As taxas dos Depósitos Interfinanceiros (DIs) registraram queda na segunda-feira, enquanto investidores avaliavam o Índice de Atividade Econômica (IBC-Br). Os dados do Banco Central mostraram expansão de 0,2% no segundo trimestre de 2026, indicando potencial para ajustes na política monetária.
A taxa do DI para janeiro de 2028 fechou em 13,99%, reduzindo o patamar de 14,035% registrado na sessão anterior. A ponta longa da curva a termo, referente a janeiro de 2035, ficou em 14,745%, contra 14,749% no dia anterior. O IBC-Br, sinalizador do Produto Interno Bruto (PIB), registrou essa expansão apesar de uma retração de 0,6% em junho, segundo dados dessazonalizados.
O levantamento Focus, divulgado antes da abertura do mercado, ajustou as projeções de analistas. A expectativa para o IPCA em 2027 subiu para 4,24%, enquanto a projeção para o ano corrente permaneceu em 5,02%. O presidente do Banco Central, Gabriel Galípolo, afirmou em conferência que o ciclo monetário atual é explicado por questões internas brasileiras, com demanda crescendo mais que a oferta no país.

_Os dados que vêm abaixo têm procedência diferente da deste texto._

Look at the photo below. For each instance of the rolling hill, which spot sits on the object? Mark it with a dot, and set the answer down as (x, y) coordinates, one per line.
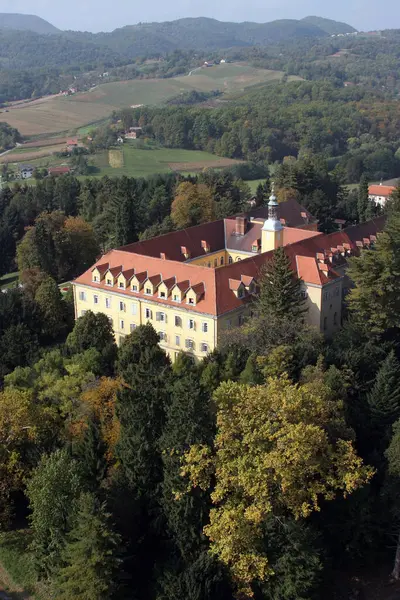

Em paralelo, o noticiário político ganhou destaque com o início da campanha oficial. O presidente Luiz Inácio Lula da Silva começou sua campanha à reeleição, enquanto o senador Flávio Bolsonaro prometeu cortes nas contas públicas. Pesquisa BTG/Nexus mostrou que Lula e Flávio seguem em empate técnico nas intenções de voto para um eventual segundo turno.